# 525 Knobby



## Orest (Jul 28, 2003)

Could someone who has one of these reels post a pic of the left side plate, inside view, next to the spool. I would like to see what the inside of one looks like. And how it is differet from a slidy.

Thanks.


----------



## chris storrs (Aug 25, 2005)

i had one...theres no plastic cog...its replaced with a brass spacer similar to what is in a abu mag elite...the spacer fits tightly into the sideplate and the spool shaft slides into it


----------



## Orest (Jul 28, 2003)

*I was more interested in*

the magnetic control of the knobby vs the slidy.

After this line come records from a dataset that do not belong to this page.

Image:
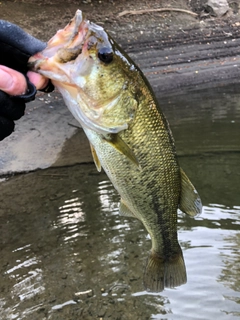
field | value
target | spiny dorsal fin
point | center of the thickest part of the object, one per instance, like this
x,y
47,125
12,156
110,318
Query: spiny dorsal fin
x,y
122,147
125,211
95,158
190,202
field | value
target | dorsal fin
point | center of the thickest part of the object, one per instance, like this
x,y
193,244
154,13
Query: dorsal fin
x,y
190,202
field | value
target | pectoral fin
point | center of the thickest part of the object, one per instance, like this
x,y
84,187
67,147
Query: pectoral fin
x,y
95,158
190,202
125,211
122,147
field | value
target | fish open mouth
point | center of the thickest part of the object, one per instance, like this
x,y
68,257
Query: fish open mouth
x,y
68,61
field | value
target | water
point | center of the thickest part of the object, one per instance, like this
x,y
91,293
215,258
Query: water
x,y
67,254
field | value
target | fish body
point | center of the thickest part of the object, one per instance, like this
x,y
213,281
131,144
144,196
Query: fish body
x,y
129,137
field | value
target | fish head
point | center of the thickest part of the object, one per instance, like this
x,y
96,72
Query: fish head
x,y
98,82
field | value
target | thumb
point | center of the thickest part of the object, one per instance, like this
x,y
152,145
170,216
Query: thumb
x,y
12,82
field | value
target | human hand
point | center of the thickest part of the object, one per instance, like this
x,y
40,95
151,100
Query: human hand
x,y
17,84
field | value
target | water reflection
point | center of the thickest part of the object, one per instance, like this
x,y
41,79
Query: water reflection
x,y
61,233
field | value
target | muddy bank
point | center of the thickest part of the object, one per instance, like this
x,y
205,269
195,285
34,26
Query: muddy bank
x,y
177,51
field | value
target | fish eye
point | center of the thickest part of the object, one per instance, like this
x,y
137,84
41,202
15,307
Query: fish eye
x,y
105,55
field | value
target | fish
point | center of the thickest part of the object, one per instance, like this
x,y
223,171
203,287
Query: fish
x,y
130,138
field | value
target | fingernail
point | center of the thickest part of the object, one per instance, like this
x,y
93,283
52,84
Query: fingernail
x,y
5,80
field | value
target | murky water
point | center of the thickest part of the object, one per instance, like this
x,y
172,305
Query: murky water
x,y
67,254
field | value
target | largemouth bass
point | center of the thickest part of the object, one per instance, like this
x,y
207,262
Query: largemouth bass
x,y
129,137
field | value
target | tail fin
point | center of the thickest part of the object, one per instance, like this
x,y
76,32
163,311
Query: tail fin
x,y
163,273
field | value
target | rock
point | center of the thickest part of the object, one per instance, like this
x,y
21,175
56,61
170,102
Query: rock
x,y
219,7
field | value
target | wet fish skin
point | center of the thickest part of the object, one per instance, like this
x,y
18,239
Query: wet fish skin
x,y
129,137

Is the a large single mag at the end of the knob?


----------



## INDIO (Jul 10, 2002)

*knobby on the gallery*

this is one i got off ebay a year or two back.
i have'nt fished much with it or even cast on land .
i guess i will, one of these days. 

just call me a tackle ho as well


----------



## Orest (Jul 28, 2003)

*Thanks*

So all it is a single magnet and no clicker. Heck I can't even hear my clicker.


----------



## fish bucket (Dec 5, 2002)

indio,if you don't use it and decide you want to sell it,give me a price.


----------



## spiderhitch (Nov 9, 2005)

*525tmag*

i'll take it off your hands if you want to sell it.


----------



## INDIO (Jul 10, 2002)

*dont wanna hi jack this one*

my only reply is i'm still a tackle ho,
and i'm still on a qwest. 
i need to get a 525 slidy with the ho mag fit .

the answer i guess is not 4 sale .
 

i"ll think about u in another 20 years though


----------



## kinnakeettom (Sep 25, 2004)

I fish a pair of knobbies, and yes they only have on magnet on the end of the adjusting screw. Haver been playing with a nut setter tool and as soon as David V. sends me some ss inserts I'll do one and send you a pic. only drawback is you lose the clicker.


----------



## longcast (Jan 9, 2005)

Knobby 525 looses the clicker, I fish 3 of them. To me I have more control of the spol in mid flight than with my slide 525. I'm guessing the knob mag could be moved to another position on the end plate, if it could be shimmed plumb on the curved side plate. That could freee up space to put the clicker back.

The HO conversion can be done just by adding several small magnets behind the slide mags in a slide factory reel. The larger mags you add the stronger the force.

Penn UK sells knob mag 525's, 535's, 545's, and 555's. I have the 535's also & they cast very well. I sure wish Penn sold these reels here.
longcast


----------



## Orest (Jul 28, 2003)

*I was thinking of*

using my extra end plate and adding a micro/fine adjustment screw to it and making my own knobby. You can order those micro/fine adjustment screws from most optical hardware site.


----------



## Black Beard (Jan 25, 2001)

*525 Slidy v Knobby pix*

Orest , I cannot add attachments so will e mailed pictures of the 525 Slidy and knobby - BB


----------



## Orest (Jul 28, 2003)

*Thanks*

Neil.

How's everything going?

Sound like your pretty busy over there and here; try and spend some time fishing.


----------



## Black Beard (Jan 25, 2001)

Okay, if I could find your e mail address I would send them to you!!! Neil

mail me: [email protected]


----------



## demonfish (Mar 31, 2002)

i have a 525 knobby i got from neil a couple years ago, works fine however you have to open it to the left or forward instead of to the right and towards you as do most other set ups. hmmmmm must be an english thing, or a penn thing. i use benfield an my abus. 

no ofense neil but after turning in the same direction for so long, switching directions just screws me up.

frank


----------